If it is your first gig in the cyber security field as a generalist, you will most probably focus on a myriad of tasks related to enterprise-wide security. Most companies are under staffed within security departments and have to cover everything from end-point, your regular employee’s computer protection (malware), security awareness to incident response (various attacks) and network security. Normally companies have a 100:10:1 ratio where 100 is a number of developers, 10 - operations staff, and 1 - cyber security. 

It’s quite common for a generalist to be overloaded and lost with tasks especially if you have to respond to SIEM and IDS alerts. This comes down to a lack of proper processes, playbooks, tuning of use cases that generate alerts, business impact analysis for task prioritization, master inventory of assets, and also support and cooperation of other teams in the organization. All of these are common issues security generalists face and at times it would feel as-if constantly going against the current but at the same time, these road blocks present opportunities for learning, streamlining processes and building relationships with cross-functional teams. This is your chance to shine!
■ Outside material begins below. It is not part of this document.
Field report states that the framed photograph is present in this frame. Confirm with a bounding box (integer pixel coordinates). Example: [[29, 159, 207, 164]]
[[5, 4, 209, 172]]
I believe effective information security is a combination of having technical expertise and equally important effectively educating others, cooperation of whom you need for a successful program. You as a security generalist is responsible for not only understanding and leveraging security tools but also educating the rest of the company on why security matters and how they can play their part protecting your company, clients and partners’ data.

It is fun to play with security tools such as IDS/IPS (McAfee, Cisco ASA, etc.),  vulnerability scanners (Qualys, nextpose, Nessus, etc), Sysinternal tools (Process Explorer, AutoRuns, PsTools, etc.), SIEM (ArcSight, ELK, Splunk) and other. But it’s incredibly important to the success of your organization’s security posture to have these tools well-configured and automated where possible.

Being a generalist allows you have a solid foundation and grasp of a security posture of your organization. Take in as much as possible, keep learning, share your knowledge with others, educate and show that cyber security can be an enabler rather than limitation to your organization.